Contrary to what science fiction may tell us, quantum teleportation does not involve the physical teleportation of matter. It only teleports the state of matter. In that sense, it teleports the information that is associated with a particle and not the particle itself. So, electric charge remains where it is.

In response to the comment: the spin is a degree of freedom that can change and therefore it is part of the state of a particle. Charge, on the other hand is a fixed property of a particle and does not change. Therefore, one cannot teleport it.

• I understand that science fiction is not real. Read my edit for more clarification on the question. Jul 23, 2020 at 3:35

The entanglement is the coupling of different quantum systems. The experimenters bring entangled systems to their own journies. And when a quantum system is measured, the other quantum system is collapsed at the same time because they are entangled. While this process, no material is transferred.

It is the non-locality of the world which makes this possible and it doesn't involve any material transfer. So we don't need to worry about the charge conservation during this experiment.

And contrary to your belief, no information is transferred during this process. If it does, it will violate the relativistic causality. And if the causality can be violated, you can send information to your own past which doesn't make any sense.

In the quantum teleportation experiment, the quantum state of Alice is sent to Bob. The goal is to copy Alice's qubit state at Bob's site. But the information is transferred through the classical channel. The quantum channel is merely to share the entangled state and when the whole system is represented with Bell state, the entangled state in Bob's side simulates Alice's qubit state by a phase difference. After Bob gets the information from Alice through the classical channel, Bob does a unitary operation for the phase difference to his quantum state to copy the quantum information sent by Alice. (The copy is not perfect though because it violates no-cloning theorem.)

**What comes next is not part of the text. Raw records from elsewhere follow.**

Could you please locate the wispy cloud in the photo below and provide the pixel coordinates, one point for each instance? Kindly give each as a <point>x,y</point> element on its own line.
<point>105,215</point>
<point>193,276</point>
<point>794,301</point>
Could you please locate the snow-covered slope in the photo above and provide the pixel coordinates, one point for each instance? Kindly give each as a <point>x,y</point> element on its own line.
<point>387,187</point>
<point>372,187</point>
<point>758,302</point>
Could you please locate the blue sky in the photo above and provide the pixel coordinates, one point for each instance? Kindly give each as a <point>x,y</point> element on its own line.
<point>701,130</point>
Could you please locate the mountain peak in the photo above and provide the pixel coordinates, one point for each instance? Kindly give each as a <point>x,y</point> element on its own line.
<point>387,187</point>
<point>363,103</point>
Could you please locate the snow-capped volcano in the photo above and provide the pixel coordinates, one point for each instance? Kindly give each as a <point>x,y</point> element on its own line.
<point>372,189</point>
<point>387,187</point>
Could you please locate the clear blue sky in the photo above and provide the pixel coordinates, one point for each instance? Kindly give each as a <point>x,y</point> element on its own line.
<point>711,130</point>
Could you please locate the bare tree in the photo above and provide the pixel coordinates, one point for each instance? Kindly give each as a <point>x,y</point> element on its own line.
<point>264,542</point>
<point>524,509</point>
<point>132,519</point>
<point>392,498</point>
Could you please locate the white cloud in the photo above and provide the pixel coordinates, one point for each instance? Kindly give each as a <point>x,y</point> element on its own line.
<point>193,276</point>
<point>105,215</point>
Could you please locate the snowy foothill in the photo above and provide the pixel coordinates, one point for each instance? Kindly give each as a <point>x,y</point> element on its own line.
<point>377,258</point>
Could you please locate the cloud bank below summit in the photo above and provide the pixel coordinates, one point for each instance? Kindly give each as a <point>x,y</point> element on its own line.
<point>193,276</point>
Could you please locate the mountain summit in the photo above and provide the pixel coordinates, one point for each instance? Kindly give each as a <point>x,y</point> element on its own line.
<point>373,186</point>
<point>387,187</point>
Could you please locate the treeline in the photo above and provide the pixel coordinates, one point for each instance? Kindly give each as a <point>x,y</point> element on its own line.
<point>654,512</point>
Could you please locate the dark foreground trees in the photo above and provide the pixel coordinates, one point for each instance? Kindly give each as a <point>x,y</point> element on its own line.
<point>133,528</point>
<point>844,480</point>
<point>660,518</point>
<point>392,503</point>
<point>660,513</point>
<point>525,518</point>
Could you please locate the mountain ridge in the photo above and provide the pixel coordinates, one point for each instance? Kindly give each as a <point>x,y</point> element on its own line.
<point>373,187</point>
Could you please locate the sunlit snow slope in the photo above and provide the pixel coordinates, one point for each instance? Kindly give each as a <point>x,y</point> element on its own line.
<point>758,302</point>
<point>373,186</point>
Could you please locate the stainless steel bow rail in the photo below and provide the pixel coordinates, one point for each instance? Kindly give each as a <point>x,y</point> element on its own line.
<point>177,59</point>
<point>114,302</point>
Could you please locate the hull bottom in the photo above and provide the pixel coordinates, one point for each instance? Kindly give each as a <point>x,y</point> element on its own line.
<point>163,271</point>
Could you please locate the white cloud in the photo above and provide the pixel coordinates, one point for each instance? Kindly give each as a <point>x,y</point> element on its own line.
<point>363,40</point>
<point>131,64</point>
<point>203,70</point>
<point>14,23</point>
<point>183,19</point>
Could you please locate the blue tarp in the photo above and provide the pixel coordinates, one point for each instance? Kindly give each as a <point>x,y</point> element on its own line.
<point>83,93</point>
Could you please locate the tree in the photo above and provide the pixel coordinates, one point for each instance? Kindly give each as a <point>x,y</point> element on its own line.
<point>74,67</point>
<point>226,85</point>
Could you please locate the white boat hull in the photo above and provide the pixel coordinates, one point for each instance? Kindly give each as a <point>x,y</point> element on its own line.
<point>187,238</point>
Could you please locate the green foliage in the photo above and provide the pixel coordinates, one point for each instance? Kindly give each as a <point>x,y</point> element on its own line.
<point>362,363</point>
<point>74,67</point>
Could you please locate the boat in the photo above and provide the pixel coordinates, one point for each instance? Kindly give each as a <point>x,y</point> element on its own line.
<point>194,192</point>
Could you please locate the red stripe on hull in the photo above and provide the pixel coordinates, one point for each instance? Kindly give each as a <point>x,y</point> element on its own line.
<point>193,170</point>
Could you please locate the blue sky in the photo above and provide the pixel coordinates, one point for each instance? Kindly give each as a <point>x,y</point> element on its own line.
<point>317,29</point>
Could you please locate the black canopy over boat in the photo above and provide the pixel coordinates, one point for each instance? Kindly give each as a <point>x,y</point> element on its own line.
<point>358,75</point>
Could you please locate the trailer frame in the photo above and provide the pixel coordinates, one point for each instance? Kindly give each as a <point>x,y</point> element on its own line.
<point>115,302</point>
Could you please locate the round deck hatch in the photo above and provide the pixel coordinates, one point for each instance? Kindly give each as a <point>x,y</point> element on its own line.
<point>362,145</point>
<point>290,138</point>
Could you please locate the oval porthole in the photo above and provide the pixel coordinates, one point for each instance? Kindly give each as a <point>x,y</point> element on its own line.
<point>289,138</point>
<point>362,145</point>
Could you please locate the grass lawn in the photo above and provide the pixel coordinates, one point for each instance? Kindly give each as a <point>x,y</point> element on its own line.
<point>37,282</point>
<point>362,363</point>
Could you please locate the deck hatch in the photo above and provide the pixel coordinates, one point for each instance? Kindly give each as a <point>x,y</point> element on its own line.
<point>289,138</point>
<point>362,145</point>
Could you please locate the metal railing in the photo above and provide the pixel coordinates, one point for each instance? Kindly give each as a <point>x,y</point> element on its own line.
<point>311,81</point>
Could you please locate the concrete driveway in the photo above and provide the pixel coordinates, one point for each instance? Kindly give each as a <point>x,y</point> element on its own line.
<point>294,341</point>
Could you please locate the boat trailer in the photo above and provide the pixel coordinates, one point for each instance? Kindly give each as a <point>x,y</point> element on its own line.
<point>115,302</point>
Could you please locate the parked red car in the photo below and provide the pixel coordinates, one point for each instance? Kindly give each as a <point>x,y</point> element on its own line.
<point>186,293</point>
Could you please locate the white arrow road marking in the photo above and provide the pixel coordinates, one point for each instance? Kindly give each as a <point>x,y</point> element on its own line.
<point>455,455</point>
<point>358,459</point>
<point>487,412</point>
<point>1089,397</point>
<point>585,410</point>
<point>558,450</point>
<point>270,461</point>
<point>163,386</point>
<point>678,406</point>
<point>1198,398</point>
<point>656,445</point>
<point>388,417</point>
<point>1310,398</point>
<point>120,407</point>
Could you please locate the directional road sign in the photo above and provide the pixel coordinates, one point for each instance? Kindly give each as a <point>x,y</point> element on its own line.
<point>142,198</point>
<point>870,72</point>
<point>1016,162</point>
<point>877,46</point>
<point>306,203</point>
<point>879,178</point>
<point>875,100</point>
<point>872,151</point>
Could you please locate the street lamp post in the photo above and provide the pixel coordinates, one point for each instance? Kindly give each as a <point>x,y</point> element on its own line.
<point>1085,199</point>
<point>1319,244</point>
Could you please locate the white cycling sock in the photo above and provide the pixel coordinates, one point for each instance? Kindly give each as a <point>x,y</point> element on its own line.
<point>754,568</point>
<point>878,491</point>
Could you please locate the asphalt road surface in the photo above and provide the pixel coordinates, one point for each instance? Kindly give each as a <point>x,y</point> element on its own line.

In summary, the information is sent by the classical channel and the quantum channel is only a tool to make the copy of the quantum state easier. And this doesn't violate the charge conservation.

• I am not wondering if entanglement sends charge. I know it does not. I am wondering if there exists or could exist a (not necessarily analogous) protocol to the sending of spin that could send charge. Jul 23, 2020 at 3:37
• @Eulerian I added the argument explaining no information transfer. Jul 23, 2020 at 3:40
• @kevin012 There are protocols that make use of entanglement + transfer of classical information to perform the transfer of quantum information. This, does not violate causality and I believe is what Eulerian refers to as "information teleportation" Jul 23, 2020 at 3:47
• @LucasBaldo give me some link. Let me have a look. Jul 23, 2020 at 3:51
• Jul 23, 2020 at 3:56

Elementary particle physics view:

The underlying level of nature is quantum mechanical and its behavior is encapsulated in the standard model of particle physics..

Charge is a conserved quantized quantity always carried by the charged particles in the table during interactions, and the probability of interaction is calculated using quantum field theory and Feynman diagrams to define the integrals to be calculated. The value of the charge is in multiples of 1/3 ( quark charges) or it is an integer number, the unit being the electron charge

This is the state of matter from which all macroscopic observations arise.

I wonder if there is a way to teleport charge as well

As all the other conserved quantum numbers it might be used in quantum entanglement problems, for example if a gamma ray creates an $$e^+e^-$$ pair and you manage to measure the $$e^+$$ you know that the one that escaped is the $$e^-$$, and depending on the experiment what its energy is. That is all.